Department of Cardiovascular Medicine, The Second Hospital of Hebei Medical University, Heping West Road No. 215, Shijiazhuang, 050000, China.
Handan Central Hospital, Handan, 056000, China.
Biol Direct. 2024 Aug 2;19(1):62. doi: 10.1186/s13062-024-00505-x.
High glucose levels are key factors and key contributors to several cardiovascular diseases associated with cardiomyocyte injury. Ferroptosis, which was identified in recent years, is a mode of cell death caused by the iron-mediated accumulation of lipid peroxides. Neuregulin-4 (Nrg4) is an adipokine that has protective effects against metabolic disorders and insulin resistance. Our previous study revealed that Nrg4 has a protective effect against diabetic myocardial injury, and the aim of this study was to investigate whether Nrg4 could attenuate the occurrence of high glucose-induced ferroptosis in cardiomyocytes.

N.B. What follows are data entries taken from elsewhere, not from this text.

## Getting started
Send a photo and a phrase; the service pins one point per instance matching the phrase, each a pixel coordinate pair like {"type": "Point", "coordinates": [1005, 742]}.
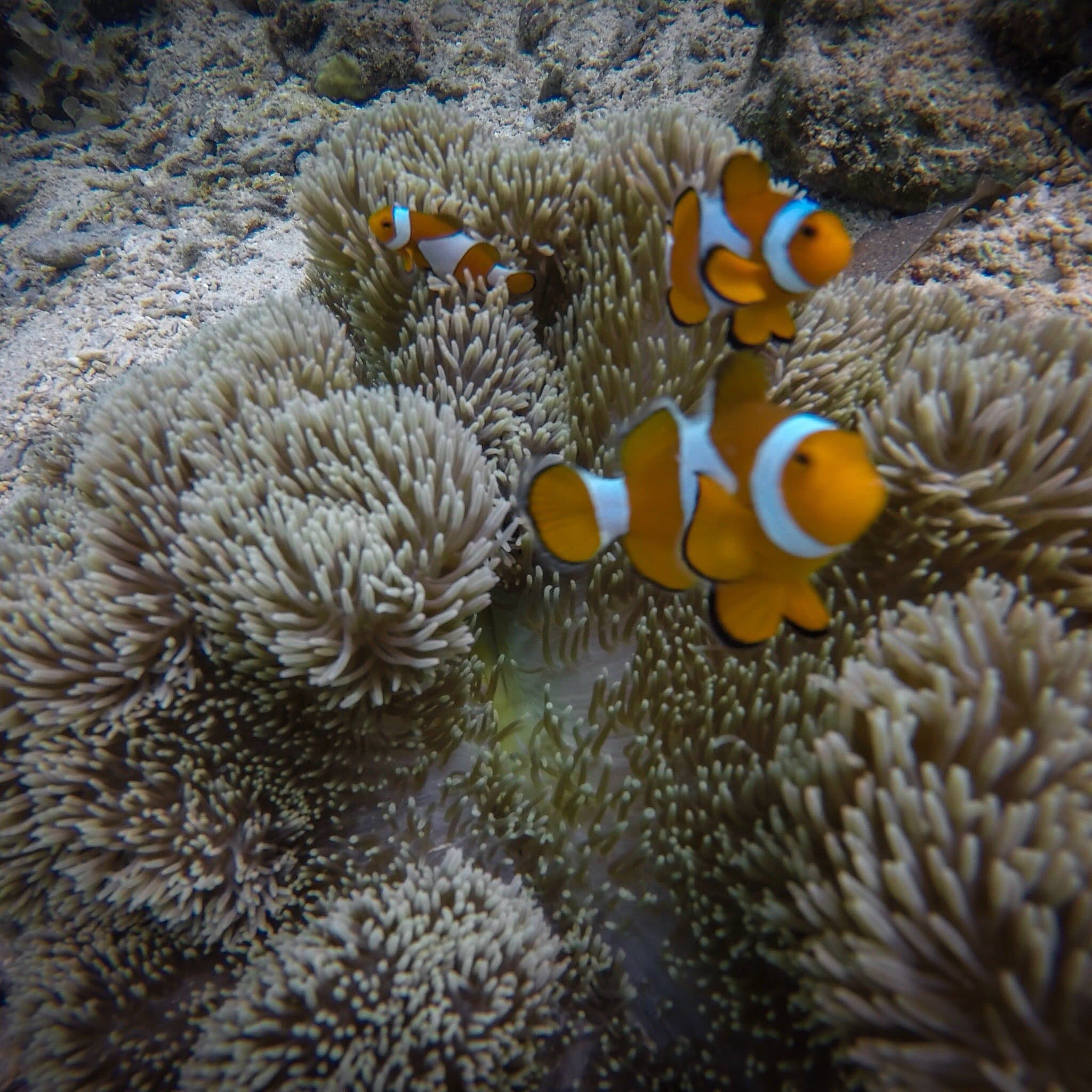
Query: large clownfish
{"type": "Point", "coordinates": [746, 495]}
{"type": "Point", "coordinates": [436, 242]}
{"type": "Point", "coordinates": [751, 249]}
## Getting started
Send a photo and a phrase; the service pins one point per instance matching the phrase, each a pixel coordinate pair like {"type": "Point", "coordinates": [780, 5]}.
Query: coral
{"type": "Point", "coordinates": [478, 1000]}
{"type": "Point", "coordinates": [287, 699]}
{"type": "Point", "coordinates": [356, 568]}
{"type": "Point", "coordinates": [895, 107]}
{"type": "Point", "coordinates": [985, 447]}
{"type": "Point", "coordinates": [484, 360]}
{"type": "Point", "coordinates": [927, 871]}
{"type": "Point", "coordinates": [111, 1009]}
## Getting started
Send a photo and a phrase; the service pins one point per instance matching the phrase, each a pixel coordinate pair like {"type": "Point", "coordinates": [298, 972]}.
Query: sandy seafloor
{"type": "Point", "coordinates": [184, 207]}
{"type": "Point", "coordinates": [202, 226]}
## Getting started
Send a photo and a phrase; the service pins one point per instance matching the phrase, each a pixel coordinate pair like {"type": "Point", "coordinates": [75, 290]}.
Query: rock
{"type": "Point", "coordinates": [341, 77]}
{"type": "Point", "coordinates": [295, 29]}
{"type": "Point", "coordinates": [363, 52]}
{"type": "Point", "coordinates": [14, 197]}
{"type": "Point", "coordinates": [536, 20]}
{"type": "Point", "coordinates": [888, 103]}
{"type": "Point", "coordinates": [443, 89]}
{"type": "Point", "coordinates": [450, 18]}
{"type": "Point", "coordinates": [1048, 43]}
{"type": "Point", "coordinates": [65, 251]}
{"type": "Point", "coordinates": [553, 85]}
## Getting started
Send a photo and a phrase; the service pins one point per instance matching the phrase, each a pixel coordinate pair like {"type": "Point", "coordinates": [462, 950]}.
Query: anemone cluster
{"type": "Point", "coordinates": [315, 777]}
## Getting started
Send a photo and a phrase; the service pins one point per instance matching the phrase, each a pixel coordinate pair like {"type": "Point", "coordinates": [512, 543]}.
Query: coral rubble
{"type": "Point", "coordinates": [303, 745]}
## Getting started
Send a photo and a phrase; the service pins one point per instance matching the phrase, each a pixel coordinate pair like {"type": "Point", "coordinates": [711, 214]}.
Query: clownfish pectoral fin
{"type": "Point", "coordinates": [565, 513]}
{"type": "Point", "coordinates": [744, 176]}
{"type": "Point", "coordinates": [478, 261]}
{"type": "Point", "coordinates": [734, 279]}
{"type": "Point", "coordinates": [741, 379]}
{"type": "Point", "coordinates": [685, 299]}
{"type": "Point", "coordinates": [805, 609]}
{"type": "Point", "coordinates": [757, 324]}
{"type": "Point", "coordinates": [716, 544]}
{"type": "Point", "coordinates": [649, 456]}
{"type": "Point", "coordinates": [521, 282]}
{"type": "Point", "coordinates": [747, 612]}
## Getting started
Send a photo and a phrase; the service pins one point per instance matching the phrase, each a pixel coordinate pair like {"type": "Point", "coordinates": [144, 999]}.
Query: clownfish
{"type": "Point", "coordinates": [437, 243]}
{"type": "Point", "coordinates": [745, 495]}
{"type": "Point", "coordinates": [751, 249]}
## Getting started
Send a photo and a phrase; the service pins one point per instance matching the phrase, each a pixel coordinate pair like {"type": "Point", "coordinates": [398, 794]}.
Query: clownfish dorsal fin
{"type": "Point", "coordinates": [745, 176]}
{"type": "Point", "coordinates": [434, 225]}
{"type": "Point", "coordinates": [742, 379]}
{"type": "Point", "coordinates": [450, 221]}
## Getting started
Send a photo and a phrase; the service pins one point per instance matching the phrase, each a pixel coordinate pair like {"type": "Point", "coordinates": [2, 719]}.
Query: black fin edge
{"type": "Point", "coordinates": [724, 637]}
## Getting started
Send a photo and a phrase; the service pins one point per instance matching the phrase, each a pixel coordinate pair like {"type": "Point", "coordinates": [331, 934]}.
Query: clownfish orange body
{"type": "Point", "coordinates": [437, 243]}
{"type": "Point", "coordinates": [747, 496]}
{"type": "Point", "coordinates": [751, 249]}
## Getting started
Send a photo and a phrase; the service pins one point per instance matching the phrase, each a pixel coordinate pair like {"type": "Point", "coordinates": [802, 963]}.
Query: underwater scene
{"type": "Point", "coordinates": [545, 545]}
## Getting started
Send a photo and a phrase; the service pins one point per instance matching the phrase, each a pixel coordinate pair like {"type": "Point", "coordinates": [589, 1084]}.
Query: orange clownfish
{"type": "Point", "coordinates": [747, 496]}
{"type": "Point", "coordinates": [751, 249]}
{"type": "Point", "coordinates": [437, 243]}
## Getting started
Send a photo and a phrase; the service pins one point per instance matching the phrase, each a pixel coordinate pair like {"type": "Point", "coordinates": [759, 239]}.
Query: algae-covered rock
{"type": "Point", "coordinates": [1049, 43]}
{"type": "Point", "coordinates": [350, 51]}
{"type": "Point", "coordinates": [888, 103]}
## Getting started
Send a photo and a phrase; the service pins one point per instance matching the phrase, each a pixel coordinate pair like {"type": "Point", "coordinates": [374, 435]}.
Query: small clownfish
{"type": "Point", "coordinates": [437, 243]}
{"type": "Point", "coordinates": [752, 249]}
{"type": "Point", "coordinates": [746, 496]}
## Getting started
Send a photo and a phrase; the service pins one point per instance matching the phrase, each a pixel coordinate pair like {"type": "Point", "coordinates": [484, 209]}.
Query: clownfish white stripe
{"type": "Point", "coordinates": [718, 231]}
{"type": "Point", "coordinates": [611, 502]}
{"type": "Point", "coordinates": [401, 214]}
{"type": "Point", "coordinates": [444, 255]}
{"type": "Point", "coordinates": [767, 496]}
{"type": "Point", "coordinates": [497, 275]}
{"type": "Point", "coordinates": [784, 225]}
{"type": "Point", "coordinates": [699, 456]}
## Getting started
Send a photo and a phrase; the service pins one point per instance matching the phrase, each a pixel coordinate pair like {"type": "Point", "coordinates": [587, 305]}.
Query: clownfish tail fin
{"type": "Point", "coordinates": [520, 282]}
{"type": "Point", "coordinates": [574, 513]}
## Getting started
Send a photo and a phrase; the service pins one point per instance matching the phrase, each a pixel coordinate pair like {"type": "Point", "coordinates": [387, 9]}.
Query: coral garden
{"type": "Point", "coordinates": [314, 777]}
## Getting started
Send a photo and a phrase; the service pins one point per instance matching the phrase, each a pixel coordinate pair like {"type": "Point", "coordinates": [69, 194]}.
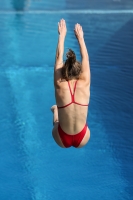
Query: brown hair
{"type": "Point", "coordinates": [71, 68]}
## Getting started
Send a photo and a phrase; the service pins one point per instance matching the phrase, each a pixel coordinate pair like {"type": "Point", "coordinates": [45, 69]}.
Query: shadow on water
{"type": "Point", "coordinates": [20, 5]}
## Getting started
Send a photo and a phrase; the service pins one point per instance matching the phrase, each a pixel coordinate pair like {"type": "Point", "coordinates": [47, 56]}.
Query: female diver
{"type": "Point", "coordinates": [72, 92]}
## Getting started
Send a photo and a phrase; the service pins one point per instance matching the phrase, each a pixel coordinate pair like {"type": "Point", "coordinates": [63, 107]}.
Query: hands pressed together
{"type": "Point", "coordinates": [62, 30]}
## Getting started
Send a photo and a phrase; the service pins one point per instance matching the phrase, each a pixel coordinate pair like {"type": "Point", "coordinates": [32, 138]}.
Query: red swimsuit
{"type": "Point", "coordinates": [67, 139]}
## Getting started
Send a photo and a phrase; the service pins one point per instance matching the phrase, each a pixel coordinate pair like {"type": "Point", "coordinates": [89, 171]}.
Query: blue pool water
{"type": "Point", "coordinates": [32, 166]}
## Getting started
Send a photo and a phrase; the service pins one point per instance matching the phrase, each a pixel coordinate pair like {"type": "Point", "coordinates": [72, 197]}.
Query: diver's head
{"type": "Point", "coordinates": [71, 68]}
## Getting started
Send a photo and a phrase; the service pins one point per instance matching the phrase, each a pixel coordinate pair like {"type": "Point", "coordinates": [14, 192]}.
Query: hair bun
{"type": "Point", "coordinates": [71, 57]}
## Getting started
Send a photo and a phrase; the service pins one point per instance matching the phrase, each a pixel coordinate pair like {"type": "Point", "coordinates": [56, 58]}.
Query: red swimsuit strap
{"type": "Point", "coordinates": [72, 95]}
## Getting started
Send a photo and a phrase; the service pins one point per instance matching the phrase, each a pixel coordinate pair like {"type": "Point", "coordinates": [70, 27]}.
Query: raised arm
{"type": "Point", "coordinates": [84, 54]}
{"type": "Point", "coordinates": [59, 51]}
{"type": "Point", "coordinates": [60, 46]}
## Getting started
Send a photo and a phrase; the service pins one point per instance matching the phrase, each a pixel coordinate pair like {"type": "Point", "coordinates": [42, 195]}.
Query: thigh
{"type": "Point", "coordinates": [56, 135]}
{"type": "Point", "coordinates": [85, 138]}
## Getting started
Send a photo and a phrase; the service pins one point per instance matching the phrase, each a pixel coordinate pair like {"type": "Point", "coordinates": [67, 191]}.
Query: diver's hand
{"type": "Point", "coordinates": [78, 31]}
{"type": "Point", "coordinates": [62, 28]}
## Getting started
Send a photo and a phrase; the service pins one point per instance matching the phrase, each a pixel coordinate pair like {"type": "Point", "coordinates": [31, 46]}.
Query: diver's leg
{"type": "Point", "coordinates": [85, 138]}
{"type": "Point", "coordinates": [55, 133]}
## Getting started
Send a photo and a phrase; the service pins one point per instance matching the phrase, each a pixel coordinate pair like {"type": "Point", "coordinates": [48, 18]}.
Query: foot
{"type": "Point", "coordinates": [53, 108]}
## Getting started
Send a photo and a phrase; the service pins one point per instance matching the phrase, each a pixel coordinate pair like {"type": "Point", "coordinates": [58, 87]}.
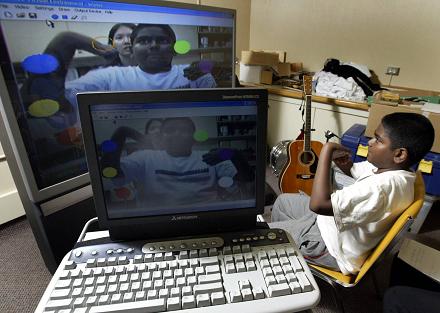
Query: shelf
{"type": "Point", "coordinates": [215, 33]}
{"type": "Point", "coordinates": [236, 122]}
{"type": "Point", "coordinates": [230, 138]}
{"type": "Point", "coordinates": [211, 49]}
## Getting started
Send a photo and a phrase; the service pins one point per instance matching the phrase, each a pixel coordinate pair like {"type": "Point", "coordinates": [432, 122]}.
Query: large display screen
{"type": "Point", "coordinates": [176, 158]}
{"type": "Point", "coordinates": [51, 50]}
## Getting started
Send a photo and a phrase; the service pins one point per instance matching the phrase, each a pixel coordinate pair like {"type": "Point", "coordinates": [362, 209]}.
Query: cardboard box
{"type": "Point", "coordinates": [266, 77]}
{"type": "Point", "coordinates": [377, 111]}
{"type": "Point", "coordinates": [281, 55]}
{"type": "Point", "coordinates": [259, 58]}
{"type": "Point", "coordinates": [250, 73]}
{"type": "Point", "coordinates": [282, 69]}
{"type": "Point", "coordinates": [296, 67]}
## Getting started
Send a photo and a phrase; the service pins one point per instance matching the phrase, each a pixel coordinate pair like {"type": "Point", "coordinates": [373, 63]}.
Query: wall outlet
{"type": "Point", "coordinates": [392, 70]}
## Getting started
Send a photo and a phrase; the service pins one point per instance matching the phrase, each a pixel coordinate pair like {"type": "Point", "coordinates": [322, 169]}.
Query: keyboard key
{"type": "Point", "coordinates": [230, 268]}
{"type": "Point", "coordinates": [279, 290]}
{"type": "Point", "coordinates": [147, 306]}
{"type": "Point", "coordinates": [173, 304]}
{"type": "Point", "coordinates": [296, 265]}
{"type": "Point", "coordinates": [212, 260]}
{"type": "Point", "coordinates": [207, 288]}
{"type": "Point", "coordinates": [304, 281]}
{"type": "Point", "coordinates": [203, 300]}
{"type": "Point", "coordinates": [212, 252]}
{"type": "Point", "coordinates": [188, 302]}
{"type": "Point", "coordinates": [240, 267]}
{"type": "Point", "coordinates": [258, 293]}
{"type": "Point", "coordinates": [295, 287]}
{"type": "Point", "coordinates": [183, 255]}
{"type": "Point", "coordinates": [247, 294]}
{"type": "Point", "coordinates": [59, 304]}
{"type": "Point", "coordinates": [235, 296]}
{"type": "Point", "coordinates": [69, 265]}
{"type": "Point", "coordinates": [218, 298]}
{"type": "Point", "coordinates": [212, 269]}
{"type": "Point", "coordinates": [244, 284]}
{"type": "Point", "coordinates": [250, 266]}
{"type": "Point", "coordinates": [211, 278]}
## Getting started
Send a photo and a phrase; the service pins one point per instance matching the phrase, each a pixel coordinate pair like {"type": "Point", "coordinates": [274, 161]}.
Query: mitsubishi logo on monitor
{"type": "Point", "coordinates": [184, 217]}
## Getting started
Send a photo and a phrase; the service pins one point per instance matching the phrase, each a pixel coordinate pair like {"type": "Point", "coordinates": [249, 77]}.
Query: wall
{"type": "Point", "coordinates": [10, 204]}
{"type": "Point", "coordinates": [377, 33]}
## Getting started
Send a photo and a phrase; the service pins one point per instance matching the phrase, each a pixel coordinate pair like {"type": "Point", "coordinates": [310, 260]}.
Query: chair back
{"type": "Point", "coordinates": [390, 240]}
{"type": "Point", "coordinates": [398, 230]}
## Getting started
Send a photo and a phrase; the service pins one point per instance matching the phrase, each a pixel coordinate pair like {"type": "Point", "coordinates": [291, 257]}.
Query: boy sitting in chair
{"type": "Point", "coordinates": [338, 229]}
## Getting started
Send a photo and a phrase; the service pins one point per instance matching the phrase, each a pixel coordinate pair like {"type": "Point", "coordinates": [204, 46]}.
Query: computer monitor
{"type": "Point", "coordinates": [176, 162]}
{"type": "Point", "coordinates": [51, 50]}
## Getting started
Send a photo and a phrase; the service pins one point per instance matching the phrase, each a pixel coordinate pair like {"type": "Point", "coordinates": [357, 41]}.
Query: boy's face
{"type": "Point", "coordinates": [177, 136]}
{"type": "Point", "coordinates": [121, 40]}
{"type": "Point", "coordinates": [380, 153]}
{"type": "Point", "coordinates": [153, 49]}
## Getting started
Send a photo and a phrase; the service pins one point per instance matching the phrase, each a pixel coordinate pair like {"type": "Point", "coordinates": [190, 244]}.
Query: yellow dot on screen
{"type": "Point", "coordinates": [182, 46]}
{"type": "Point", "coordinates": [44, 108]}
{"type": "Point", "coordinates": [109, 172]}
{"type": "Point", "coordinates": [201, 135]}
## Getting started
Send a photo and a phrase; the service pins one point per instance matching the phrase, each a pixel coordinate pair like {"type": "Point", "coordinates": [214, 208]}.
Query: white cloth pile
{"type": "Point", "coordinates": [331, 85]}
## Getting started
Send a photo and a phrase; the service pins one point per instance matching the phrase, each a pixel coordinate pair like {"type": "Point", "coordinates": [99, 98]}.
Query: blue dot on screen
{"type": "Point", "coordinates": [226, 154]}
{"type": "Point", "coordinates": [109, 146]}
{"type": "Point", "coordinates": [40, 63]}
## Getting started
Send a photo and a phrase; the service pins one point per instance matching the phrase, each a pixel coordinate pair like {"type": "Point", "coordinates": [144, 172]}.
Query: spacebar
{"type": "Point", "coordinates": [146, 306]}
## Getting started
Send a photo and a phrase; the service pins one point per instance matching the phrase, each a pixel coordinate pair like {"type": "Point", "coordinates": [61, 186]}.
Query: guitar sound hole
{"type": "Point", "coordinates": [307, 157]}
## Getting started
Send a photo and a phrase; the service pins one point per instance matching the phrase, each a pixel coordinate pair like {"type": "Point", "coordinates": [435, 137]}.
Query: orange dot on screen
{"type": "Point", "coordinates": [123, 193]}
{"type": "Point", "coordinates": [109, 172]}
{"type": "Point", "coordinates": [43, 108]}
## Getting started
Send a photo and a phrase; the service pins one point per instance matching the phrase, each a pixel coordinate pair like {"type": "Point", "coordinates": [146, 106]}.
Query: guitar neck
{"type": "Point", "coordinates": [308, 124]}
{"type": "Point", "coordinates": [307, 81]}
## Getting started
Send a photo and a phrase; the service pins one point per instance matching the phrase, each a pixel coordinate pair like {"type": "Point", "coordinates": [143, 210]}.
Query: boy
{"type": "Point", "coordinates": [342, 227]}
{"type": "Point", "coordinates": [153, 51]}
{"type": "Point", "coordinates": [178, 174]}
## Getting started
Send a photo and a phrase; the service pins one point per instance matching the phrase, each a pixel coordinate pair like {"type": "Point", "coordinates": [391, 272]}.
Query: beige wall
{"type": "Point", "coordinates": [377, 33]}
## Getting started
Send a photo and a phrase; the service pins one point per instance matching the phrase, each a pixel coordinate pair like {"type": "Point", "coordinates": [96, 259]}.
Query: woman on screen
{"type": "Point", "coordinates": [119, 38]}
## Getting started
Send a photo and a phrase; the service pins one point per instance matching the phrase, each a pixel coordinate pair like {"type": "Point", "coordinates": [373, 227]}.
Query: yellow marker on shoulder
{"type": "Point", "coordinates": [362, 151]}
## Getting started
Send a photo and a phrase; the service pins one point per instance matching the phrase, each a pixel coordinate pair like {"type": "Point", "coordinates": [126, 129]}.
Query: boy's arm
{"type": "Point", "coordinates": [320, 202]}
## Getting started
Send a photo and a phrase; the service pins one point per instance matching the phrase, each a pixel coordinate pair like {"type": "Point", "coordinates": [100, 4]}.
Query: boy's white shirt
{"type": "Point", "coordinates": [364, 212]}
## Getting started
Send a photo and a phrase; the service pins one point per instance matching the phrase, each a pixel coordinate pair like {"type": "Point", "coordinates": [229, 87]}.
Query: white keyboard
{"type": "Point", "coordinates": [258, 271]}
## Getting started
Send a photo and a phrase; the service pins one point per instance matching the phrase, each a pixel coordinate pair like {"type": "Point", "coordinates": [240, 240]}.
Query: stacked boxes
{"type": "Point", "coordinates": [355, 140]}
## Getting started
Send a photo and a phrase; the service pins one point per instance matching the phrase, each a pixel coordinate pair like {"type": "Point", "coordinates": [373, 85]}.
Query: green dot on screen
{"type": "Point", "coordinates": [109, 172]}
{"type": "Point", "coordinates": [182, 46]}
{"type": "Point", "coordinates": [201, 135]}
{"type": "Point", "coordinates": [44, 108]}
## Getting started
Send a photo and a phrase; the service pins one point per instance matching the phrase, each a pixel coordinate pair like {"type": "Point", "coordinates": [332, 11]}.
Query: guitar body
{"type": "Point", "coordinates": [300, 168]}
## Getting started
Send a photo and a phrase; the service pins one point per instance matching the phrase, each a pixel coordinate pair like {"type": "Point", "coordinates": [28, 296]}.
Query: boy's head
{"type": "Point", "coordinates": [153, 47]}
{"type": "Point", "coordinates": [178, 136]}
{"type": "Point", "coordinates": [401, 140]}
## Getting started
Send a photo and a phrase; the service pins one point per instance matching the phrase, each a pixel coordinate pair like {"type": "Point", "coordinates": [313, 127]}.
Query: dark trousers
{"type": "Point", "coordinates": [404, 299]}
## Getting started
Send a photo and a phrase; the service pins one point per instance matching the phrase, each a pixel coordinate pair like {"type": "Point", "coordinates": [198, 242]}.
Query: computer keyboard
{"type": "Point", "coordinates": [256, 271]}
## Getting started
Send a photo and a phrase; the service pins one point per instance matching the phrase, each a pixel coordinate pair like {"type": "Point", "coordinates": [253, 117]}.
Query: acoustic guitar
{"type": "Point", "coordinates": [302, 155]}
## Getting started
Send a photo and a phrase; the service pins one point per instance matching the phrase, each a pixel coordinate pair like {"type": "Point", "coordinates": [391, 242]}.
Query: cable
{"type": "Point", "coordinates": [391, 78]}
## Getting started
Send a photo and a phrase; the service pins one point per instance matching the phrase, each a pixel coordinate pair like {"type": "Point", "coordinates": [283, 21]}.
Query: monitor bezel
{"type": "Point", "coordinates": [181, 224]}
{"type": "Point", "coordinates": [18, 151]}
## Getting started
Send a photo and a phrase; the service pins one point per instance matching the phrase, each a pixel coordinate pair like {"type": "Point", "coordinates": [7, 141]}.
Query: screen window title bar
{"type": "Point", "coordinates": [94, 11]}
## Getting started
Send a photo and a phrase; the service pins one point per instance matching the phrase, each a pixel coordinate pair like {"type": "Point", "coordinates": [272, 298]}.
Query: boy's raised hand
{"type": "Point", "coordinates": [341, 156]}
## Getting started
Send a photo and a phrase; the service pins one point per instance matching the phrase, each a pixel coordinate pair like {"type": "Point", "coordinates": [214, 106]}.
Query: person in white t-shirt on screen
{"type": "Point", "coordinates": [338, 229]}
{"type": "Point", "coordinates": [153, 52]}
{"type": "Point", "coordinates": [177, 174]}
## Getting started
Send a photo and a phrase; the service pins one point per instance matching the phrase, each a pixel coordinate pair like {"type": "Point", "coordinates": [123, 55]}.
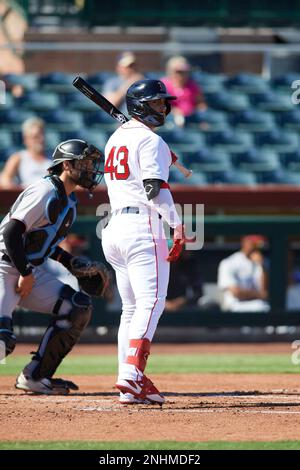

We constructed an in vivo diabetic myocardial injury model in which primary cardiomyocytes were cultured in vitro and treated with Nrg4. Changes in ferroptosis-related protein levels and ferroptosis-related indices in cardiomyocytes were observed. In addition, we performed back-validation and explored signalling pathways that regulate ferroptosis in primary cardiomyocytes.
Nrg4 attenuated cardiomyocyte ferroptosis both in vivo and in vitro. Additionally, the AMPK/NRF2 signalling pathway was activated during this process, and when the AMPK/NRF2 pathway was inhibited, the beneficial effects of Nrg4 were attenuated.
Nrg4 antagonizes high glucose-induced ferroptosis in cardiomyocytes via the AMPK/NRF2 signalling pathway.
高糖水平是与心肌细胞损伤相关的几种心血管疾病的关键因素和关键促成因素。铁介导的脂质过氧化物积累引起的细胞死亡模式 Ferroptosis 是近年来才被发现的。Neuregulin-4(Nrg4)是一种脂肪细胞因子,对代谢紊乱和胰岛素抵抗具有保护作用。我们之前的研究表明,Nrg4 对糖尿病性心肌损伤具有保护作用,本研究旨在探讨 Nrg4 是否可以减轻高糖诱导的心肌细胞铁死亡的发生。
我们构建了体内糖尿病心肌损伤模型,体外培养原代心肌细胞并给予 Nrg4 处理。观察心肌细胞中铁死亡相关蛋白水平和铁死亡相关指标的变化。此外,我们进行了验证,并探讨了调节原代心肌细胞铁死亡的信号通路。
Nrg4 减轻了体内和体外心肌细胞的铁死亡。此外,在此过程中激活了 AMPK/NRF2 信号通路,当抑制 AMPK/NRF2 通路时,Nrg4 的有益作用减弱。
Nrg4 通过 AMPK/NRF2 信号通路拮抗高糖诱导的心肌细胞铁死亡。